Castell’s theory operates within the idea of the public sphere by somewhat eliminating time and space. Electronic communication is instantaneous and possible with anyone across the world. It also could used to communicate with individuals or communities, which could known or unknown. However, his perception of “timeless time” may seem like digital networks allow for disruption of the flow of linear time, but I would argue that multi-tasking is not new or unique to the digital age. Time even may gain linear importance in terms of “keeping up” with the latest news and trends. For Twitter, a single tweet might get lost among 6,000 tweets a second if a user doesn’t have many followers (network connectedness) or a particular hashtag isn’t trending.  In addition, network theory is compatible with traditional local and in-person networks.

The major effect from the network society has been increased participation and access to information. Want a graduate degree? Take online classes. The federal government has piloted public participation in coding through Github. Politicians get fewer letters and phone calls from constituents, but more emails and contacts from social media. The flow of digital information has increased from a river to a flood, which may be the greatest downside to the digital revolution.  Now someone might be able to search online for health symptoms and get hundreds of possibilities from various websites. Dr. Google will present mild possibilities from the common cold to deadly illnesses along with suggestions for folk remedies. Which source do you trust: the Mayo Clinic (based on their brick-and-mortar reputation) or the Wellness Mama blogger?
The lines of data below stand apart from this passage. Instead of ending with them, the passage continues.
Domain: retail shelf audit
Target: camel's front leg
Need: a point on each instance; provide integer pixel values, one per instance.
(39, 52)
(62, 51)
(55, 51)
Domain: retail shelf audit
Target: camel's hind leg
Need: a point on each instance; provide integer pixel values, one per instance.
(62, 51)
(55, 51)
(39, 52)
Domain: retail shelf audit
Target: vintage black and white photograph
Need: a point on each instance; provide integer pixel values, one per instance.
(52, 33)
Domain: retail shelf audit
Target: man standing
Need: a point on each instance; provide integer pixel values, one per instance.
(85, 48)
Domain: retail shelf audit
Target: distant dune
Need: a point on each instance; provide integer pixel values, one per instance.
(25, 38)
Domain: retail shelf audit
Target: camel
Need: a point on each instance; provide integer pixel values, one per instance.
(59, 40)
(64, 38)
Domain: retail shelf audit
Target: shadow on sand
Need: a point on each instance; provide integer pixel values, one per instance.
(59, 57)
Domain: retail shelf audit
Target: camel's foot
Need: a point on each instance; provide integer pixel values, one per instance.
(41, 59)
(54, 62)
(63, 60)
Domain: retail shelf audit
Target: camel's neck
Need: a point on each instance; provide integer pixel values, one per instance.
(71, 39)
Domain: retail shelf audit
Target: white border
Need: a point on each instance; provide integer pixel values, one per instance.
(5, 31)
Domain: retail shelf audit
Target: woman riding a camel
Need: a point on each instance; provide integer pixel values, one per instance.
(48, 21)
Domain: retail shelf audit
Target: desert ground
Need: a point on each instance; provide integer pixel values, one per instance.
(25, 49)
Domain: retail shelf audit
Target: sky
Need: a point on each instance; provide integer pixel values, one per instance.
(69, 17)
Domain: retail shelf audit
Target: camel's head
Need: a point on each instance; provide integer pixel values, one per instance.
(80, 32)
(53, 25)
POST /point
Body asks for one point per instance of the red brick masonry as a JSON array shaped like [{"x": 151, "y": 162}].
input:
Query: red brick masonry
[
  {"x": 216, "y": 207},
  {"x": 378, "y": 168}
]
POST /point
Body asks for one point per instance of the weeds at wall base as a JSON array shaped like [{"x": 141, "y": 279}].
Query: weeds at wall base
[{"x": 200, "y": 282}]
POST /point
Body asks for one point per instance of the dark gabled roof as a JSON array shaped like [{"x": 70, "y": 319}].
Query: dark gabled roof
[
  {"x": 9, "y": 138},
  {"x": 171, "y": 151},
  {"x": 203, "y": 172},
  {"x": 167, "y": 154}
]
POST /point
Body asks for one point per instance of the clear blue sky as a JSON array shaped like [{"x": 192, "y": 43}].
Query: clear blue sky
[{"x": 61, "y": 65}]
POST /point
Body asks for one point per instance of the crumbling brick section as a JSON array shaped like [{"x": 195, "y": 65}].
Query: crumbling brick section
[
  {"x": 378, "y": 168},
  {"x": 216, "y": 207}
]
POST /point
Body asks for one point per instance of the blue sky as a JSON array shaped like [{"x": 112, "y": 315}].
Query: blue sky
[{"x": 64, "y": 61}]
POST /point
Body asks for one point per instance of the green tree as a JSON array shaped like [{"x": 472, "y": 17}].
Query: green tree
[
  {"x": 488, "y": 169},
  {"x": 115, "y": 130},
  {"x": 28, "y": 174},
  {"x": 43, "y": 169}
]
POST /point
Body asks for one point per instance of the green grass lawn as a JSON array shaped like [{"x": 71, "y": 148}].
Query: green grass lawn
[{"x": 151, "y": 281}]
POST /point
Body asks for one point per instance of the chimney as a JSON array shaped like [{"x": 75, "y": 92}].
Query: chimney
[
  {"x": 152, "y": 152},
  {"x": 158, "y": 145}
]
Castell is onto something that others have suggested: the form of the media matters. Habermas appears mostly concerned about the ability of the mass media to inform the public sphere and act as a good intermediary. Marshall McLuhan (infographic below) also argues that the medium fundamentally affects our ability to communicate. For example, the “tribal era” is characterized by an oral tradition of memorization and listening to storytelling, which is limited to a local community. The print era allows for the dissemination of more materials, but actually limits communication to a one-way exchange of ideas (from print to reader). Television expands the capability of the print era in being able to reach an even larger audience with only slightly more interaction than print (such as telephone interviews or arranging live appearances). The digital age finally expands the ability for participation: either one to one, one to many, or many to many. This is the root cause of why the digital age seems so remarkable to Castell.